Como as publicações não haviam sido derrubadas mesmo após a decisão pelo STF, o juiz mencionou a rapidez do TSE como motivo para ter solicitado a ação contra os manifestantes.
“Eu passei para o DPFederal [delegado da Polícia Federal], e-mail e WhatsApp. Mas era de madrugada. Não viu até agora… Por isso tínhamos pensado fazer pelo TSE, dada a agilidade…”, afirmou ele.
“Hum… só precisaria saber a fundamentação a ser usada pelo TSE”, respondeu o assessor da corte eleitoral.
Os pedidos para levantamento de informações e produção de relatórios contra os manifestantes em Nova York continuaram em 14 de novembro.
Às 09h13, Airton Vieira mandou um print de uma postagem do bolsonarista Filipe Sabará, que depois ocupou cargos no governo de Tarcísio de Freitas (Republicanos) em São Paulo. “Com um relatório bem simples. Obrigado. Relatório e ofício, como de costume. Obrigado”, pediu a Tagliaferro.
Por volta das 10h, outro pedido foi feito, desta vez contra um empresário que fazia uma transmissão ao vivo em Nova York. “Eduardo, por favor, preciso de um relatório e de um ofício rapidinho para poder bloquear essas contas, especialmente esse Alessandro Lucio Boneares… Obrigado”, disse o juiz.
“Estou gravando ele manifestando e produzindo fotos. Se bloquear agora, não teremos material. Ele está com a filha. Eu já identifiquei ele”, respondeu Tagliaferro.
Em seguida, o assessor do TSE enviou um print com dados do empresário Alessandro Lucio Boneares. Nesse momento, o juiz auxiliar de Moraes no TSE, Marco Antônio Vargas, também entrou na conversa e pediu para não enviar a foto com os dados.
“Beleza, só não envia a foto que dá pra ver que foi dado obtido pelo TSE”, afirmou ele. “Não. Só enviei esses dados do detalhamento biográfico. Tranquilo”, respondeu Airton Vieira.

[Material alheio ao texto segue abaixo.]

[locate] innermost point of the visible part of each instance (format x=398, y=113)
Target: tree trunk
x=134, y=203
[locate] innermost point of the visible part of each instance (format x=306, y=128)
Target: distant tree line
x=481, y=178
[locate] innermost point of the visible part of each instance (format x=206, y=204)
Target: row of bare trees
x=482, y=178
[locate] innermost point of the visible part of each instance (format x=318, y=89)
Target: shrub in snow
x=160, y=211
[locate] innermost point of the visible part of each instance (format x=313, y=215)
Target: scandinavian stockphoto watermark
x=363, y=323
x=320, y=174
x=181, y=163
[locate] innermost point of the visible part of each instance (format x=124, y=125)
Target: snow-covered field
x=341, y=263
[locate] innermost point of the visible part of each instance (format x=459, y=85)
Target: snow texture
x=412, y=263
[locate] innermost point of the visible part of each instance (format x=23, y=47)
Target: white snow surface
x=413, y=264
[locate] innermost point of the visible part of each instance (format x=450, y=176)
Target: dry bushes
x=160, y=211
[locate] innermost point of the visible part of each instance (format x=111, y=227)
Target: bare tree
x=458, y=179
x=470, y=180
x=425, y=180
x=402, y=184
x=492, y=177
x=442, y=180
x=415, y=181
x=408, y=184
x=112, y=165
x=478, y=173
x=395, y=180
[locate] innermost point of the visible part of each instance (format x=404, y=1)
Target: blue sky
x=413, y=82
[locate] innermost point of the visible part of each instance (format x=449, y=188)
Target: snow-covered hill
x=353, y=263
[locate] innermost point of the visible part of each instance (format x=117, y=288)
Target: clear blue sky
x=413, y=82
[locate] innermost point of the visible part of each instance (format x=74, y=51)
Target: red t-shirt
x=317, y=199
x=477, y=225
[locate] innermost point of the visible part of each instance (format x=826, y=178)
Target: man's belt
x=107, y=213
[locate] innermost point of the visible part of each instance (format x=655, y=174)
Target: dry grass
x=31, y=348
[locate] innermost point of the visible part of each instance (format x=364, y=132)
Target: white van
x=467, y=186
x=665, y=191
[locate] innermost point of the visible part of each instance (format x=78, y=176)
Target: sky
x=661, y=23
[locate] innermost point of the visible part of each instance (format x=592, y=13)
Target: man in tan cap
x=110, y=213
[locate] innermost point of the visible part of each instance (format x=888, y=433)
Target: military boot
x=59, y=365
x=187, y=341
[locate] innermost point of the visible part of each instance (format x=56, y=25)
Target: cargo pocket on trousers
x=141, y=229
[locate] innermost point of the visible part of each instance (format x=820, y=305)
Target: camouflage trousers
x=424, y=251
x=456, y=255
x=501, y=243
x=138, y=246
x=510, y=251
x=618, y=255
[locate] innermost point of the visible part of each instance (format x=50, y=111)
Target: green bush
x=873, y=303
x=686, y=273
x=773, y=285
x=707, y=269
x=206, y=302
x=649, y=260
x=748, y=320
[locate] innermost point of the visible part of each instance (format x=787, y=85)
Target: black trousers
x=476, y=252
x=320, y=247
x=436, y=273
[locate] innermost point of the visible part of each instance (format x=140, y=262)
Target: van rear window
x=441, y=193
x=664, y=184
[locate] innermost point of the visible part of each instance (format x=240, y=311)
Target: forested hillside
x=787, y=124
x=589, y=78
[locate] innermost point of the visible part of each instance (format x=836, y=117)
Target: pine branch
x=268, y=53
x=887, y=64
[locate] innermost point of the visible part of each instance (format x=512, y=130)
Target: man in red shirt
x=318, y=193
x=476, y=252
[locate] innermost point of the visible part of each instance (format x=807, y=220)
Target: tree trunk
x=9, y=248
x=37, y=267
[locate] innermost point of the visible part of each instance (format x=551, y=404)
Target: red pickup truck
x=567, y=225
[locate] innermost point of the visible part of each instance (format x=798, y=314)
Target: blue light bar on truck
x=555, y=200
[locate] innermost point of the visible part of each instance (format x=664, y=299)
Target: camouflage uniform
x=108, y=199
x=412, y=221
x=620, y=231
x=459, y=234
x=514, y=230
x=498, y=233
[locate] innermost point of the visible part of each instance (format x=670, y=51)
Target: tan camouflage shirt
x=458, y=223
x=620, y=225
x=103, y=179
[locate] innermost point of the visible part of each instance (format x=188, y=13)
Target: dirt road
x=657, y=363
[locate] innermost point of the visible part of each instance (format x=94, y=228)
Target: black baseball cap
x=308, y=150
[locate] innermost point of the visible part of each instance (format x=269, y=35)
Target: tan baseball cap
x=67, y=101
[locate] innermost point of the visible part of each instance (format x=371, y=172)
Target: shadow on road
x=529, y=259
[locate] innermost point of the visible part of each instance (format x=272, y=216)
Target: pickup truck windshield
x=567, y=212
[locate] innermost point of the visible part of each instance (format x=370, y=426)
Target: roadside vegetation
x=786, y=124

Outro pedido feito por Airton Vieira ocorreu por volta das 11h. Ele enviou dois prints do Twitter em que o cantor gospel Davi Sacer retuítava postagens incentivando os manifestantes contra os ministros em Nova York.

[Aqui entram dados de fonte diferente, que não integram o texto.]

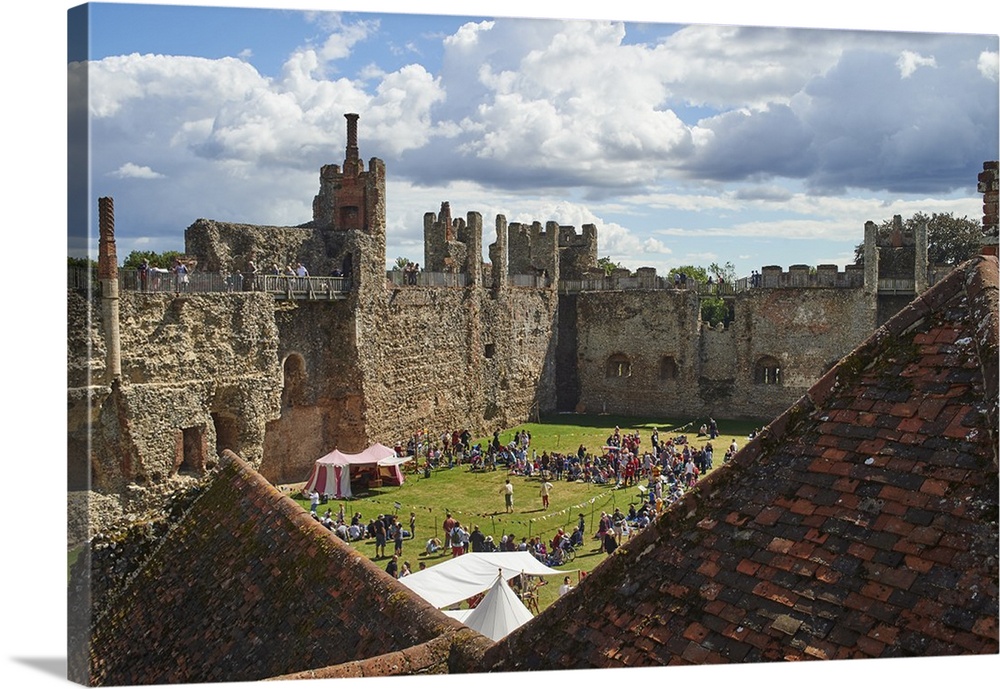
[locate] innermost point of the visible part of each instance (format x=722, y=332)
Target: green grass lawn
x=474, y=498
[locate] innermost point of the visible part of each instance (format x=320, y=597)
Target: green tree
x=607, y=265
x=727, y=272
x=714, y=310
x=950, y=240
x=156, y=260
x=696, y=273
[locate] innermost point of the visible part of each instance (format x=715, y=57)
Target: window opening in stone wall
x=767, y=371
x=349, y=218
x=619, y=366
x=294, y=373
x=191, y=452
x=227, y=436
x=668, y=368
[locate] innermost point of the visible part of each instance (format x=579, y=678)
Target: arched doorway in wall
x=767, y=371
x=227, y=435
x=668, y=368
x=293, y=389
x=619, y=366
x=190, y=451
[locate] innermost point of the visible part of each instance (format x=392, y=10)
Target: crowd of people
x=661, y=471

“Eduardo, esses aí também, por favor, coloque no relatório também. Para fins de bloqueio.”
Tagliaferro fez uma ponderação sobre o alvo.
“Dr. Airton, não sei se é uma boa ir para cima do Davi Sacer, esse cara é o cantor gospel mais famoso e influente, vai reverter católicos e evangélicos, como também outros cantores, não seria melhor esperar um pouco? A bruxa não tem esse bom senso, é totalmente partidária sem pensar nas consequências”, afirmou ele.
Como resposta, Airton Vieira informou que o pedido tinha partido de Moraes. “O problema é que foi o Ministro quem passou. Depois recebi pelo Deputado Frota…”. “Paciência. Vamos em frente”, disse o juiz instrutor.
Quem também entrou na mira do gabinete de Moraes devido ao evento privado com a participação dos ministros foram a deputada bolsonarista Carla Zambelli e o jornalista Allan dos Santos, foragido da Justiça brasileira e atualmente residindo nos EUA.
Como a Folha mostrou, a participação do blogueiro bolsonarista nas manifestações nos EUA gerou irritação no gabinete de Moraes com a Interpol e o governo americano.
“Levantem tudo que a Zambelli e Alan dos Santos estão postando sobre NY”, pediu Airton Vieira por volta das 19h. “Só preciso achar onde ela posta agora kkk não tem mais perfil”, respondeu Tagliaferro.
Em seguida, o assessor do TSE enviou uma série de publicações em redes sociais com conteúdo sobre manifestantes durante o evento nos EUA. Mais uma vez, Airton Vieira deixou claro que as escolhas de quem seriam os alvos partiram do próprio Moraes.
“Eduardo, por enquanto o Ministro pediu apenas em relação ao Allan dos Santos e à Carla Zambelli. Um relatório para cada. Com tudo que aprontaram, publicaram, em conta própria ou de terceiros… Do contrário… rsrsrs”, disse o juiz.
“Pedi para levantar essas publicações que o senhor falou”, respondeu Tagliaferro. “Não tem condição, de fato, de enxugarmos gelo”, concluiu o juiz instrutor do STF.